Lyricist Sammy Cahn had a song for all occasions

By Ray Bennett

LONDON – American lyricist Sammy Cahn, who was born on this day in 1913, wrote scores of songs that everyone remembers but he told me that what kept him busy was penning lyrics for special occasions. 

He won three Academy Awards for best song with Jimmy Van Heusen sung by Frank Sinatra – ‘Three Coins in the Fountain’,  ‘All the Way’ (from ‘The Joker is Wild’) and ‘High Hopes’ (from ‘A Hole in the Head’ with Eddie Hodges, pictured below) – and one with Jule Styne, ‘Call Me Irresponsible’ introduced by Jackie Gleason in ‘Papa’s Delicate Condition’ (pictured below).

‘Something people don’t grasp is that ninety percent of my work is my extra-curricular lyric writing,’ he told me in 1975. ‘I wrote special lyrics for, whatsisname, Sinatra, for the American Film Institute tributes to Jimmy Cagney and Orson Welles. Last week, a famous public relations outfit in Beverly Hills called me. They said one of their secretaries was leaving after twenty-five years and they wanted a song. They told me all about her and I wrote five pages of lyrics for them to sing at the party.’

We met in his backstage dressing-room during the run of his one-man show ‘Words and Music’ at Detroit’s Music Hall. ‘Sammy, call me Sammy,’ he said as he changed clothes for a mid-week matinee unabashed about standing in boxers and socks with old-time garters around his calves. When an assistant popped in to tell him his request for ginger ale had been received – ‘Your ice and Vernors are on the way’ – Cahn broke into song to Van Heusen’s tune for ‘Love and Marriage’ – ‘Ice and Vernors, Ice and Vernors …’

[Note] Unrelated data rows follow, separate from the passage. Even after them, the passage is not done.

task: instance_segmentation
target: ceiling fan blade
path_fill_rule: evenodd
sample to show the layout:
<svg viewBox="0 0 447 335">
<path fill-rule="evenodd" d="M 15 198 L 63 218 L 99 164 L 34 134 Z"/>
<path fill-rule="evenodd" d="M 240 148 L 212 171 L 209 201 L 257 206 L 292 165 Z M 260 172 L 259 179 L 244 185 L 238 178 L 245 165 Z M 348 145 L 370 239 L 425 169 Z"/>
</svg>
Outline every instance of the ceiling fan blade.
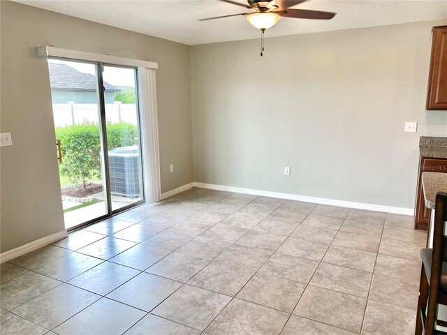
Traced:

He spoke of his boyhood as Sammy Cohen (he changed it to avoid a clash with another artist) on what he called ‘the lowest part of the lower East Side’ in New York, of his bar mitzvah and having ulcers at 13. ‘I really had ulcers,’ he insisted, pulling up his shirt – ‘Look, here’s the scar.’

Cahn had tried to resist his mother’s wish that he learn how to play the violin but at the bar mitzvah he discovered that musicians not only appeared to enjoy their work but also got paid for it. Soon, he was working with a small band and writing his first lyrics.. ‘It was something terrible like “Niagara Falls, I’m falling for you”, something crazy like that.’

For a man with such a felicitous turn of phrase, Sammy Cahn was remarkably down-to-earth about his talent and his achievements. If he was aware of being one of a handful of great songwriters who provided the soundtrack for so many people’s lives, he gave no impression of it.

He loved what he called ‘the miracle’ of being onstage in his 60s to terrific reviews. ‘I’m not ego-maniacal at all about my songwriting,’ he said, ‘but I’m positively ego-maniacal about this show.’ He admitted that he saved all his press notices – ‘My reviews chuckle the hell out of me.’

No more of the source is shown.